I know that it is unfashionable to feel sorry for Liberal Democrat MPs. Nevertheless there are times when, contemplating their unhappy lot, it seems appropriate to feel the odd pang of pity.
The latest polling from Lord Ashcroft furnishes one of these rare moments. He asked punters who they would like to see form the next government. As you would expect 77 percent of Tory supporters want a Conservative government while 14 percent actually rather like being in coalition with the Lib Dems and would be quite happy to see that arrangement continue. The picture is much the same amongst Labour voters. 80 percent say they want Labour to govern alone and 12 percent think a Labour-Lib Dem alliance would be better for Britain.
But what of the remaining Lib Dem voters? Only 70 percent of them favour being in power after the next election. 28 percent thirst for a renewal of vows with the Tories and 42 percent want to ditch the Conservatives and hope into bed with Labour.
Which leaves 30 percent of Lib Dem voters hoping that the party does not return to government.

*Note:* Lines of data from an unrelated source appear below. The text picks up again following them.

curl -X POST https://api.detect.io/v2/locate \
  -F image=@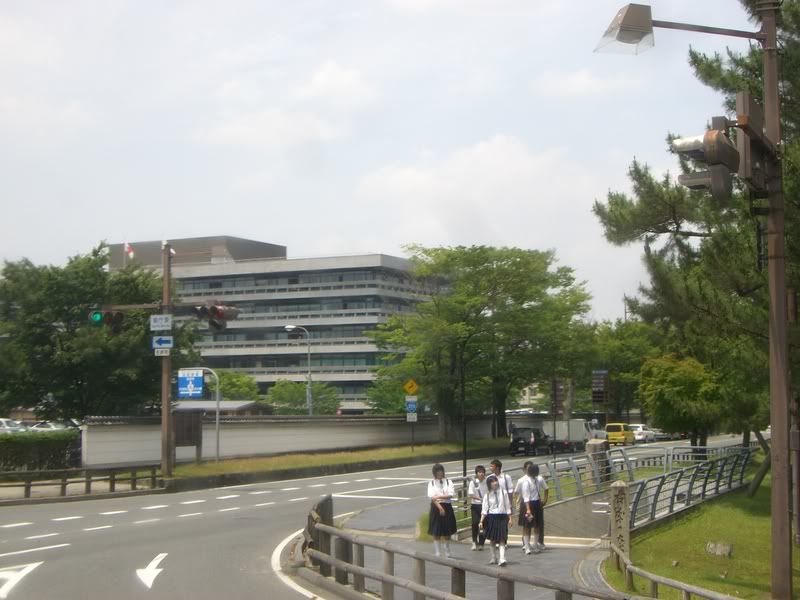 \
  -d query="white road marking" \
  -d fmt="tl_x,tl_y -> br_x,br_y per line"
308,484 -> 325,488
216,494 -> 239,500
141,504 -> 168,510
24,533 -> 59,540
136,553 -> 168,589
0,523 -> 31,529
83,526 -> 113,532
336,481 -> 423,495
289,497 -> 308,502
354,478 -> 370,482
255,502 -> 275,507
375,477 -> 429,481
281,487 -> 300,491
51,516 -> 82,522
248,490 -> 271,495
218,507 -> 240,512
180,499 -> 205,505
0,561 -> 42,599
178,513 -> 203,518
0,544 -> 70,559
332,481 -> 350,485
333,494 -> 410,500
134,519 -> 160,525
100,510 -> 127,516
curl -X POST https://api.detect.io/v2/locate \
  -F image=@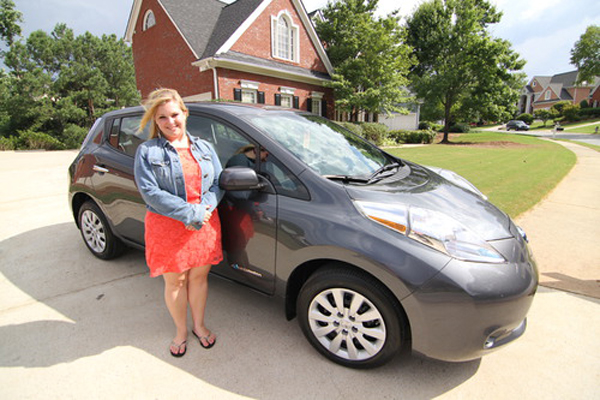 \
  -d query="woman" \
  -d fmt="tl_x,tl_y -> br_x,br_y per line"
134,88 -> 223,357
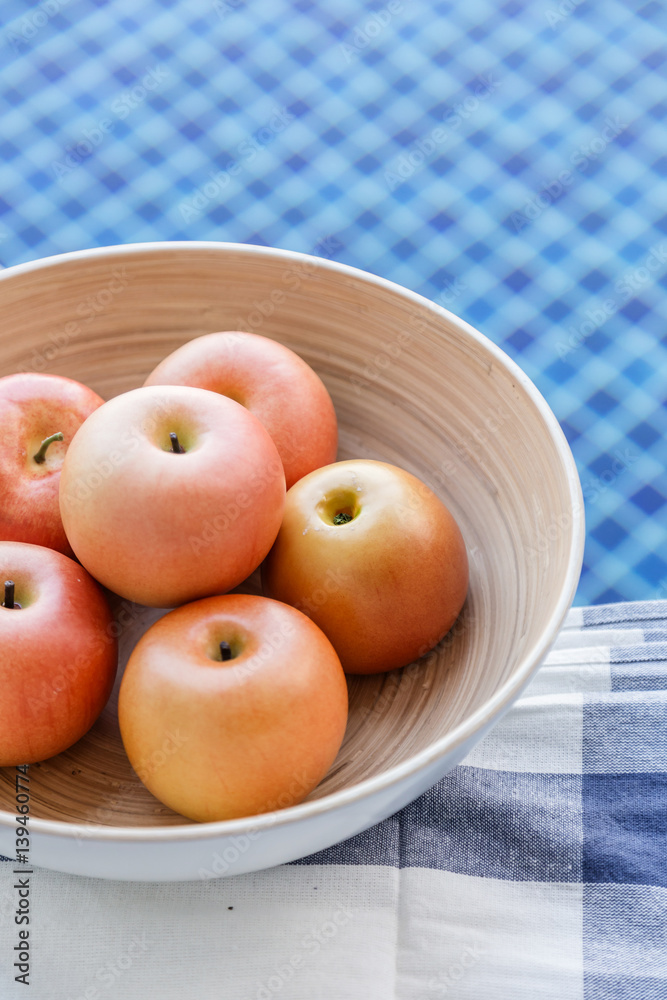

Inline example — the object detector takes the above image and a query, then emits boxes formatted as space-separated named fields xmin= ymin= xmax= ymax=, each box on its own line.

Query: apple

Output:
xmin=0 ymin=541 xmax=117 ymax=765
xmin=118 ymin=594 xmax=348 ymax=822
xmin=0 ymin=373 xmax=104 ymax=555
xmin=262 ymin=460 xmax=469 ymax=674
xmin=143 ymin=331 xmax=338 ymax=489
xmin=59 ymin=385 xmax=286 ymax=607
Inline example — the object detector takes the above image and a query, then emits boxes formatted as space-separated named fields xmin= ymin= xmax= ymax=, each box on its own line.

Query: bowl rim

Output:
xmin=0 ymin=241 xmax=585 ymax=843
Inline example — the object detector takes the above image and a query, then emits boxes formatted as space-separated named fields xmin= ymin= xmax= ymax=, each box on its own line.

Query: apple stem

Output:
xmin=33 ymin=432 xmax=64 ymax=464
xmin=333 ymin=512 xmax=353 ymax=525
xmin=219 ymin=641 xmax=232 ymax=661
xmin=169 ymin=432 xmax=185 ymax=454
xmin=3 ymin=581 xmax=15 ymax=609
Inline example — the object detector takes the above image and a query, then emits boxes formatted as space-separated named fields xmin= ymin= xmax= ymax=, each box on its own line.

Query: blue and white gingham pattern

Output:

Granted, seven percent of them have no idea what they think but 17 percent hope Labour form the next government and six percent want Mr Cameron to remain in Downing Street.

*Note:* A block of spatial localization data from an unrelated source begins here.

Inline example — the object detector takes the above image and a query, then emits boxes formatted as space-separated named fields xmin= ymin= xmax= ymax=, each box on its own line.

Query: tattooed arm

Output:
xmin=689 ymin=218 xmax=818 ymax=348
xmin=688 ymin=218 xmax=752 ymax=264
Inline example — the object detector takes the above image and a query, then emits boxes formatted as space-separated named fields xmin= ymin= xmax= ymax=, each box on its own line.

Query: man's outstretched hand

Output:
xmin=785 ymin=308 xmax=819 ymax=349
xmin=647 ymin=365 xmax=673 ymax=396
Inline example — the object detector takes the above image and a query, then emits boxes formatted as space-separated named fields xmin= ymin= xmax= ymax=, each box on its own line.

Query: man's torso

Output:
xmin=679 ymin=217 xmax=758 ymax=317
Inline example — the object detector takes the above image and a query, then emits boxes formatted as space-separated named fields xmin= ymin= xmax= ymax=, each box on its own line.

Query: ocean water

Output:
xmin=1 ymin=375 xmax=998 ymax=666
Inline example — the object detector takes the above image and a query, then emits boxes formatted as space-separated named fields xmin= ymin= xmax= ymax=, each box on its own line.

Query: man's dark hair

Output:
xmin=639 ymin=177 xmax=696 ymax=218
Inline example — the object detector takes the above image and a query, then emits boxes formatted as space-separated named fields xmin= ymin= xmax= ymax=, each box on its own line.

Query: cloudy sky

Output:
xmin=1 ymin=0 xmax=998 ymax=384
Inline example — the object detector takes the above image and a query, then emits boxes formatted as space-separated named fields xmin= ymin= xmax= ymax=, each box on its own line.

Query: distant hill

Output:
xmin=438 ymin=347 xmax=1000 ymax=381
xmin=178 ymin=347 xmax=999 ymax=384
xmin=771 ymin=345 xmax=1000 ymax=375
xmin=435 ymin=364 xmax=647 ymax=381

What is the point of a political party that’s neither interested in winning power nor, I suspect, in winning arguments? A party that preens and congratulates itself for being ‘above’ mere grubby politics but that actually is really just about a polite form of copping-out and quitting the game.
What serious politician would want to lead such a self-indulgent rabble? So while it is all very well and good and all very good and entertaining and sometimes even necessary to pour scorn on Nick Clegg and his colleagues we might pause, just occasionally, to pity them and remember that, by gosh, they just might be better than the people and party they lead.
Because, really, what is to be done with a party in which one in four of its supporters actively hope someone else wins the next election?